The Radar you love is the Radar I hated. In PVE it was great. In PVP, where I've trained myself to keep one eye glued to it, the position on screen was awful and the information it relayed was next to useless (see: not having any idea about anything because I was spending all my time dead).

Choices regarding engagement? I think I only ever, maybe, got two or three Supers a match. That was hardly ever an option with how fast paced things were. As far as I was concerned, it may have not even existed. Grenades? That's fun. My cooldown was quite a bit faster than the default, but you still only get one, which never felt very useful at all. I maybe had a grenade ready every two or three (or more) engagements. Heavy ammo was a hilarious joke to me, because every time you die (and remember, I died all the time) it evaporates.
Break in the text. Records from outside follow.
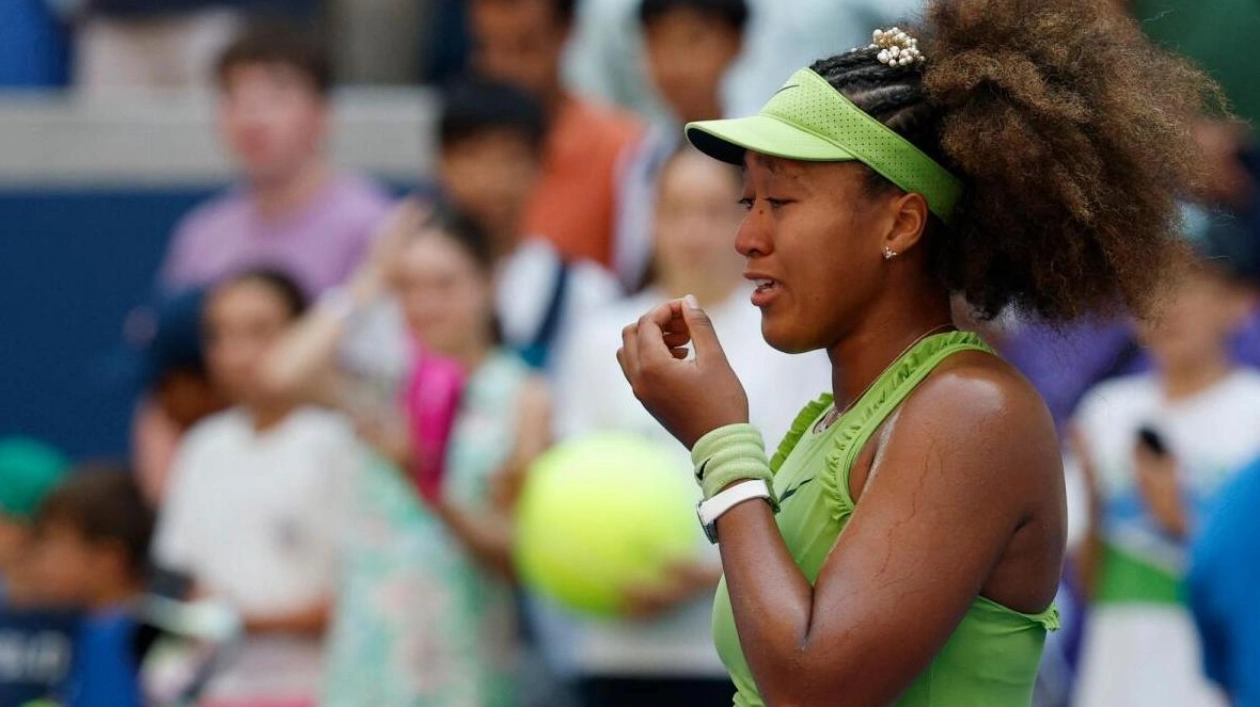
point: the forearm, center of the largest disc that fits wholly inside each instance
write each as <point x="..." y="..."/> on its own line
<point x="304" y="356"/>
<point x="771" y="600"/>
<point x="770" y="597"/>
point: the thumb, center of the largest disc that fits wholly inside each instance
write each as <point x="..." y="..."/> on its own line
<point x="699" y="327"/>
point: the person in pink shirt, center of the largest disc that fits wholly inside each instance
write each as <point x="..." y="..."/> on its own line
<point x="291" y="209"/>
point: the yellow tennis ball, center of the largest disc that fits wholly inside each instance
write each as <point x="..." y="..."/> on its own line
<point x="602" y="513"/>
It was so nice to pick up that ammo and reload my Launcher just in time to die. Or my Machine Gun just in time to fire off three rounds at an aggressor and die.

Learning curves are fine. I don't mind playing a bit shit for a while if I'm learning the game and having fun in the process. Unfortunately with Destiny, I was neither learning, nor having fun. I'm truly glad people like it, and when I see gameplay videos it looks like a lot of fun. My experience was miserable though, probably the worst experience I've ever had playing a new multiplayer game, and I gave up and left after only a handful of games. I'm not going to be in any hurry to revisit it when I finally get to play Destiny.